Investigators report that although the 48-year-old captain of the Lion Air flight had over 17,000 flying hours to his credit, he had only flown three hours in the preceding three months.
The first officer, a former commander on another airline, had not flown since February.
That these two experienced aviators were not able to control the aircraft ~ an Airbus SE A330 ~ from veering off the runway while landing and breaking two runway lights has been blamed on their recent lack of flying experience and consequent loss of proficiency.
With an analytics company reporting that almost a third of the world’s passenger jets are parked around the world, and with airlines grounding more planes due to a lack of demand, pilots are bound to get rusty.
When the stress of employment in a sector that has been hit hard by the epidemic is added to their rustiness, disaster may just be a landing – or take-off – away. A top European aviation safety official had blamed this factor on the crash of a Pakistan International Airlines at Karachi last May that killed 97 people.
Airlines around the world have seen their schedules hammered by the epidemic. In late October, the German carrier Lufthansa announced that it would be operating at just 25 per cent of capacity in the last quarter of the year after facing a huge third quarter operating loss.
Recognising the problem, the International Civil Aviation Organisation has asked that pilots be recognised as key workers and allowed to access training facilities including simulators to maintain their certification and proficiency.
But the reality is that many pilots have been laid off due to the epidemic and they may find it difficult to access such facilities. If and when they return to work, the industry will face the challenge of retraining them.
It isn’t pilots alone who may have turned rusty because of the suspension of operations. Aircraft, too, require regular maintenance, even if they are parked on the tarmac.
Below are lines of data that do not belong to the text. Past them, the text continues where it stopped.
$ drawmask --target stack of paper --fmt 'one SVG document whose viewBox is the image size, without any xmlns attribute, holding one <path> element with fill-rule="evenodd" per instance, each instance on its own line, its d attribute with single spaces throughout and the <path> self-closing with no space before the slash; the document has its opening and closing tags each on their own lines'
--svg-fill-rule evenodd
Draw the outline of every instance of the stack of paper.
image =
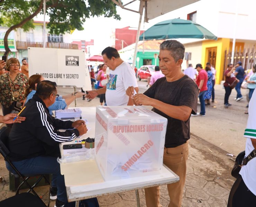
<svg viewBox="0 0 256 207">
<path fill-rule="evenodd" d="M 82 111 L 80 108 L 68 109 L 56 111 L 55 113 L 56 119 L 71 119 L 82 116 Z"/>
</svg>

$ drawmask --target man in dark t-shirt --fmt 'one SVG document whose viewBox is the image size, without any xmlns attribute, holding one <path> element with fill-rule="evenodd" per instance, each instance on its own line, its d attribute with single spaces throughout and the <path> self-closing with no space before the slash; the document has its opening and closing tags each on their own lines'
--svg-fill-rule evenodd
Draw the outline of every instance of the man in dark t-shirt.
<svg viewBox="0 0 256 207">
<path fill-rule="evenodd" d="M 227 108 L 231 106 L 231 104 L 228 102 L 228 98 L 231 94 L 231 91 L 233 89 L 230 86 L 236 80 L 237 82 L 239 82 L 239 80 L 236 78 L 234 72 L 235 68 L 233 67 L 233 65 L 229 64 L 228 65 L 228 69 L 224 72 L 225 77 L 225 82 L 223 84 L 225 88 L 225 97 L 224 98 L 224 107 Z"/>
<path fill-rule="evenodd" d="M 238 101 L 243 98 L 243 96 L 241 93 L 241 86 L 242 85 L 244 78 L 245 69 L 243 68 L 242 65 L 243 63 L 241 61 L 239 61 L 236 64 L 236 71 L 235 72 L 235 75 L 239 80 L 239 82 L 236 86 L 236 90 L 237 92 L 236 96 L 236 101 Z"/>
<path fill-rule="evenodd" d="M 136 105 L 151 106 L 155 112 L 168 119 L 163 162 L 180 177 L 180 181 L 167 185 L 171 206 L 181 206 L 188 157 L 190 118 L 196 114 L 198 88 L 182 72 L 185 47 L 175 40 L 160 45 L 159 67 L 165 76 L 157 80 L 143 94 L 134 96 L 134 87 L 126 91 Z M 160 207 L 160 187 L 145 189 L 147 207 Z"/>
</svg>

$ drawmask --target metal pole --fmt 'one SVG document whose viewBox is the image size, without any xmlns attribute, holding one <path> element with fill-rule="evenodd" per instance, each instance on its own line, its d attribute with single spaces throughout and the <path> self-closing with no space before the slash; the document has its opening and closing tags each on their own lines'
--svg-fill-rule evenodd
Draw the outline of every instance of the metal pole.
<svg viewBox="0 0 256 207">
<path fill-rule="evenodd" d="M 234 57 L 235 56 L 235 48 L 236 46 L 236 30 L 237 27 L 237 17 L 238 16 L 238 1 L 236 0 L 236 14 L 235 18 L 235 28 L 234 29 L 234 33 L 233 35 L 233 43 L 232 45 L 232 52 L 231 54 L 231 64 L 234 64 Z"/>
<path fill-rule="evenodd" d="M 75 86 L 74 86 L 74 91 L 75 92 L 76 92 L 76 87 Z M 75 99 L 75 107 L 76 107 L 76 98 Z"/>
<path fill-rule="evenodd" d="M 45 39 L 45 13 L 46 12 L 46 0 L 44 0 L 44 27 L 43 29 L 43 47 L 45 48 L 45 43 L 46 40 Z"/>
<path fill-rule="evenodd" d="M 140 202 L 139 200 L 139 194 L 138 190 L 135 190 L 135 194 L 136 194 L 136 200 L 137 201 L 137 207 L 140 207 Z"/>
<path fill-rule="evenodd" d="M 139 33 L 140 31 L 140 25 L 141 23 L 141 19 L 142 19 L 142 14 L 143 13 L 143 9 L 145 5 L 145 2 L 140 1 L 139 3 L 139 26 L 138 26 L 138 30 L 137 30 L 137 35 L 136 36 L 136 41 L 135 42 L 135 47 L 134 48 L 134 54 L 133 56 L 133 61 L 132 61 L 132 67 L 134 68 L 136 66 L 136 56 L 137 55 L 137 51 L 138 47 L 138 42 L 139 41 Z"/>
</svg>

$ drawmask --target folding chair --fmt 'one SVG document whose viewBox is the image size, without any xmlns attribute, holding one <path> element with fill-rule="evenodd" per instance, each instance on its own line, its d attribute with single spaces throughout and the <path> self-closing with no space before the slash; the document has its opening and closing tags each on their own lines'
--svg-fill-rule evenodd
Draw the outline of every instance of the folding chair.
<svg viewBox="0 0 256 207">
<path fill-rule="evenodd" d="M 26 185 L 28 186 L 29 189 L 27 193 L 29 193 L 30 191 L 31 191 L 33 194 L 36 196 L 38 197 L 41 200 L 40 197 L 37 195 L 37 194 L 35 191 L 34 190 L 34 188 L 35 187 L 36 185 L 40 182 L 40 180 L 42 179 L 43 178 L 44 178 L 46 181 L 51 186 L 51 184 L 48 180 L 48 179 L 45 177 L 44 175 L 21 175 L 17 169 L 14 166 L 12 163 L 11 160 L 10 160 L 8 157 L 8 155 L 10 153 L 10 151 L 8 149 L 7 146 L 7 141 L 9 137 L 9 134 L 11 130 L 11 129 L 7 127 L 3 127 L 1 129 L 0 129 L 0 153 L 3 156 L 3 157 L 4 158 L 4 160 L 7 161 L 8 163 L 10 164 L 12 168 L 12 169 L 16 172 L 16 174 L 14 174 L 11 172 L 11 175 L 13 175 L 16 178 L 20 178 L 22 180 L 23 182 L 19 185 L 19 187 L 18 187 L 17 190 L 16 191 L 16 195 L 17 196 L 19 195 L 19 193 L 20 188 L 20 187 L 22 186 L 24 184 L 26 184 Z M 31 177 L 34 177 L 36 176 L 40 176 L 38 179 L 35 183 L 35 184 L 31 187 L 27 182 L 27 180 L 29 179 L 29 178 Z M 49 204 L 50 199 L 49 199 L 49 203 L 48 203 L 48 206 Z M 46 205 L 45 205 L 45 206 L 46 206 Z"/>
</svg>

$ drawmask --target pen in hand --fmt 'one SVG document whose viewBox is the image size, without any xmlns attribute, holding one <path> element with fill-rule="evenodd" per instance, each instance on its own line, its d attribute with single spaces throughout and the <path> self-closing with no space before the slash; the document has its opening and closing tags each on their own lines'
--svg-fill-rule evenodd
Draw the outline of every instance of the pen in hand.
<svg viewBox="0 0 256 207">
<path fill-rule="evenodd" d="M 15 117 L 15 118 L 14 118 L 13 119 L 13 121 L 14 121 L 14 120 L 15 120 L 15 119 L 17 119 L 17 117 L 18 117 L 18 116 L 19 116 L 19 115 L 20 114 L 20 113 L 21 113 L 21 112 L 22 112 L 22 111 L 23 111 L 23 110 L 24 110 L 24 109 L 25 109 L 25 108 L 26 107 L 26 106 L 24 106 L 24 107 L 23 107 L 23 109 L 22 109 L 21 110 L 21 111 L 20 111 L 20 112 L 19 112 L 19 114 L 18 114 L 18 115 L 17 115 L 17 116 L 16 116 Z"/>
</svg>

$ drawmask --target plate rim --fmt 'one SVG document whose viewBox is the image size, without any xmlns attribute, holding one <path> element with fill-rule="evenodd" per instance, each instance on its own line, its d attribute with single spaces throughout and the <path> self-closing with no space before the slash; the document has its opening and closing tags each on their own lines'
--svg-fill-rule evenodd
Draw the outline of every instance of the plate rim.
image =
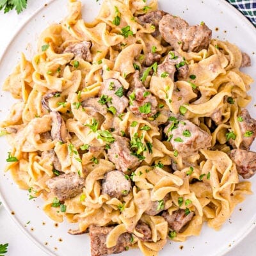
<svg viewBox="0 0 256 256">
<path fill-rule="evenodd" d="M 51 3 L 52 3 L 55 0 L 48 0 L 47 2 L 47 4 L 49 6 Z M 81 1 L 86 1 L 86 0 L 79 0 Z M 216 1 L 216 0 L 215 0 Z M 250 21 L 250 20 L 246 18 L 241 12 L 239 12 L 237 9 L 235 8 L 232 4 L 228 3 L 226 0 L 217 0 L 221 5 L 225 5 L 227 8 L 228 8 L 232 12 L 236 13 L 239 17 L 239 19 L 241 19 L 244 21 L 246 26 L 248 26 L 250 30 L 252 31 L 253 30 L 255 30 L 256 31 L 256 27 Z M 18 33 L 22 30 L 24 26 L 28 24 L 31 20 L 32 20 L 38 13 L 40 13 L 44 8 L 45 6 L 43 5 L 42 6 L 37 8 L 33 13 L 29 14 L 27 19 L 25 19 L 24 21 L 17 28 L 16 31 L 15 33 L 8 40 L 8 43 L 6 44 L 6 46 L 4 47 L 4 50 L 3 53 L 0 55 L 0 65 L 2 63 L 3 60 L 4 58 L 6 52 L 14 41 L 16 36 Z M 256 36 L 255 36 L 256 38 Z M 255 63 L 256 65 L 256 63 Z M 0 188 L 0 200 L 3 204 L 3 206 L 6 210 L 8 214 L 10 217 L 12 221 L 13 221 L 17 226 L 19 227 L 19 229 L 34 244 L 36 245 L 39 248 L 40 248 L 43 252 L 47 253 L 50 256 L 56 256 L 56 254 L 54 253 L 51 250 L 50 250 L 48 248 L 44 246 L 42 244 L 40 243 L 31 234 L 30 234 L 26 228 L 24 228 L 23 225 L 20 223 L 20 220 L 15 215 L 12 214 L 11 213 L 11 209 L 9 206 L 9 204 L 7 202 L 7 200 L 5 200 L 4 197 L 2 195 L 1 193 L 1 188 Z M 252 231 L 253 229 L 255 228 L 255 225 L 253 225 L 253 222 L 256 221 L 256 214 L 253 216 L 251 221 L 248 223 L 246 225 L 247 228 L 245 230 L 244 232 L 242 233 L 241 236 L 240 236 L 238 238 L 236 239 L 236 241 L 232 244 L 232 247 L 227 247 L 226 248 L 223 248 L 221 251 L 217 251 L 213 256 L 224 256 L 227 253 L 230 252 L 231 250 L 234 250 L 235 247 L 236 247 L 238 244 L 241 243 L 241 241 L 247 236 L 248 234 Z M 220 248 L 221 249 L 221 248 Z"/>
</svg>

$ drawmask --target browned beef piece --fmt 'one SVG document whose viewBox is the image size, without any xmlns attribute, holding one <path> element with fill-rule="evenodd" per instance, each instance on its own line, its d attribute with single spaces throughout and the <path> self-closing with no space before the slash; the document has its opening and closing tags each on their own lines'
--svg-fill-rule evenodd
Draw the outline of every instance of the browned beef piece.
<svg viewBox="0 0 256 256">
<path fill-rule="evenodd" d="M 107 237 L 113 228 L 114 227 L 90 226 L 91 256 L 106 256 L 112 253 L 119 253 L 127 250 L 127 247 L 131 245 L 132 236 L 125 232 L 119 237 L 116 245 L 108 248 L 106 246 Z"/>
<path fill-rule="evenodd" d="M 181 18 L 166 15 L 159 22 L 159 31 L 163 38 L 174 49 L 179 48 L 186 52 L 199 52 L 208 49 L 212 31 L 204 23 L 189 26 Z"/>
<path fill-rule="evenodd" d="M 138 71 L 132 77 L 133 81 L 131 83 L 131 90 L 127 95 L 131 96 L 132 93 L 134 94 L 134 99 L 130 100 L 130 110 L 141 118 L 154 116 L 158 110 L 158 102 L 156 97 L 150 93 L 148 93 L 149 92 L 140 80 Z"/>
<path fill-rule="evenodd" d="M 243 139 L 239 147 L 249 150 L 256 137 L 256 120 L 251 117 L 246 109 L 243 109 L 239 116 L 241 116 L 243 120 L 242 122 L 239 122 Z M 233 140 L 230 139 L 228 142 L 232 146 L 233 148 L 236 148 Z"/>
<path fill-rule="evenodd" d="M 61 172 L 61 164 L 54 150 L 43 151 L 41 156 L 42 159 L 49 157 L 52 162 L 53 168 L 57 171 Z"/>
<path fill-rule="evenodd" d="M 117 170 L 125 173 L 130 173 L 131 170 L 140 165 L 140 161 L 138 157 L 131 154 L 129 140 L 127 138 L 116 136 L 115 139 L 108 150 L 108 157 L 116 165 Z"/>
<path fill-rule="evenodd" d="M 152 242 L 152 231 L 149 226 L 143 221 L 139 221 L 135 227 L 135 229 L 139 233 L 144 235 L 143 237 L 138 238 L 143 242 Z"/>
<path fill-rule="evenodd" d="M 131 180 L 125 177 L 122 172 L 110 171 L 104 175 L 102 182 L 102 193 L 109 196 L 120 198 L 126 196 L 132 188 Z"/>
<path fill-rule="evenodd" d="M 157 63 L 160 61 L 161 56 L 157 52 L 149 52 L 145 55 L 145 60 L 144 60 L 143 65 L 146 67 L 150 67 L 155 62 Z"/>
<path fill-rule="evenodd" d="M 46 184 L 60 201 L 65 201 L 82 192 L 84 186 L 84 179 L 77 173 L 70 173 L 61 174 L 51 179 Z"/>
<path fill-rule="evenodd" d="M 162 216 L 168 222 L 168 227 L 179 233 L 192 220 L 194 216 L 194 212 L 190 212 L 188 215 L 186 215 L 185 212 L 185 210 L 180 209 L 170 215 L 168 211 L 164 211 Z"/>
<path fill-rule="evenodd" d="M 243 178 L 249 179 L 256 172 L 255 152 L 237 148 L 232 150 L 228 156 Z"/>
<path fill-rule="evenodd" d="M 92 56 L 90 51 L 92 43 L 88 41 L 83 41 L 79 43 L 72 44 L 68 46 L 63 52 L 71 52 L 76 57 L 92 62 Z"/>
<path fill-rule="evenodd" d="M 159 21 L 167 14 L 166 12 L 163 11 L 153 11 L 150 12 L 143 15 L 138 17 L 138 22 L 141 25 L 145 25 L 147 23 L 151 24 L 156 27 L 155 31 L 152 33 L 153 36 L 157 36 L 159 35 Z"/>
<path fill-rule="evenodd" d="M 246 52 L 242 52 L 242 63 L 241 67 L 250 67 L 251 66 L 251 58 L 248 54 Z"/>
<path fill-rule="evenodd" d="M 51 112 L 51 115 L 52 120 L 51 131 L 52 140 L 58 140 L 58 141 L 66 143 L 68 132 L 64 120 L 58 111 Z"/>
<path fill-rule="evenodd" d="M 51 111 L 51 108 L 49 106 L 48 100 L 51 98 L 53 98 L 57 94 L 60 93 L 60 92 L 51 92 L 46 93 L 42 99 L 41 102 L 43 107 L 47 110 Z"/>
<path fill-rule="evenodd" d="M 173 148 L 179 152 L 191 153 L 211 146 L 212 136 L 188 120 L 171 122 L 164 129 Z"/>
<path fill-rule="evenodd" d="M 154 216 L 158 214 L 163 211 L 165 208 L 164 204 L 168 200 L 169 196 L 166 195 L 163 199 L 163 202 L 159 201 L 150 201 L 148 202 L 148 207 L 145 211 L 145 213 L 148 215 Z M 163 204 L 163 205 L 162 205 Z M 161 206 L 163 205 L 163 206 Z"/>
<path fill-rule="evenodd" d="M 124 95 L 119 94 L 123 92 Z M 115 78 L 109 78 L 104 81 L 100 86 L 99 96 L 108 96 L 111 99 L 107 102 L 107 105 L 114 106 L 117 114 L 122 113 L 128 106 L 128 99 L 124 96 L 124 89 L 121 83 Z"/>
<path fill-rule="evenodd" d="M 170 51 L 163 63 L 158 65 L 157 74 L 161 76 L 166 73 L 172 80 L 174 80 L 174 74 L 176 71 L 179 79 L 186 79 L 188 73 L 188 65 L 179 52 L 175 51 Z"/>
</svg>

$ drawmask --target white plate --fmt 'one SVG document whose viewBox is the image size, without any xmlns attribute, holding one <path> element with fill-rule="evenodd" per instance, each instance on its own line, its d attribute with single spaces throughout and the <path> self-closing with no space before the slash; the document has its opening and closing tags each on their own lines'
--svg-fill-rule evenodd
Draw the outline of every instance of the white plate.
<svg viewBox="0 0 256 256">
<path fill-rule="evenodd" d="M 67 14 L 63 0 L 55 0 L 35 13 L 23 26 L 14 37 L 3 56 L 0 63 L 0 84 L 13 70 L 19 59 L 20 52 L 24 52 L 30 59 L 35 42 L 44 28 L 52 22 L 63 19 Z M 86 20 L 92 20 L 97 15 L 100 3 L 95 0 L 83 0 L 83 17 Z M 204 20 L 212 29 L 213 37 L 227 40 L 237 44 L 242 51 L 248 53 L 252 60 L 252 67 L 244 69 L 256 81 L 253 72 L 256 65 L 256 30 L 246 19 L 228 4 L 224 0 L 159 0 L 159 8 L 179 15 L 191 24 L 199 24 Z M 179 3 L 179 4 L 177 4 Z M 255 83 L 252 84 L 250 94 L 256 93 Z M 254 88 L 253 88 L 254 87 Z M 1 119 L 7 115 L 10 106 L 14 102 L 9 93 L 1 93 L 0 109 Z M 253 97 L 249 110 L 256 117 L 254 109 L 255 98 Z M 0 170 L 5 164 L 9 146 L 4 138 L 0 140 Z M 255 150 L 255 147 L 252 150 Z M 203 227 L 199 237 L 189 238 L 182 243 L 169 241 L 160 256 L 170 255 L 220 256 L 227 252 L 230 246 L 237 244 L 254 227 L 256 221 L 256 177 L 251 179 L 254 195 L 246 196 L 245 201 L 238 205 L 232 218 L 216 232 L 206 225 Z M 9 173 L 0 173 L 0 192 L 2 200 L 13 220 L 25 231 L 26 234 L 42 250 L 50 255 L 84 256 L 90 255 L 90 240 L 87 235 L 72 236 L 67 231 L 74 225 L 66 222 L 59 224 L 49 219 L 42 210 L 43 202 L 40 198 L 28 200 L 27 191 L 21 191 L 13 184 Z M 30 221 L 28 224 L 26 224 Z M 180 246 L 183 246 L 180 250 Z M 124 256 L 140 254 L 139 251 L 128 251 Z"/>
</svg>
In July, the American Federal Aviation Administration ordered operators to inspect 2,000 Boeing jets that had been taken off flying duties. In an emergency airworthiness directive, the FAA asked airline companies to check for corrosion on air check valves of all aircraft that had not flown for seven days or more. Such corrosion can result in engine failure, and the regulator acted after four reports of single-engine shutdowns.
Implicit in the directive was the fear that had both engines shut down, the planes would have faced forced landings. As with other fears inflicted on mankind in the past few months, the fear of flying too has acquired a new dimension in these troubled times.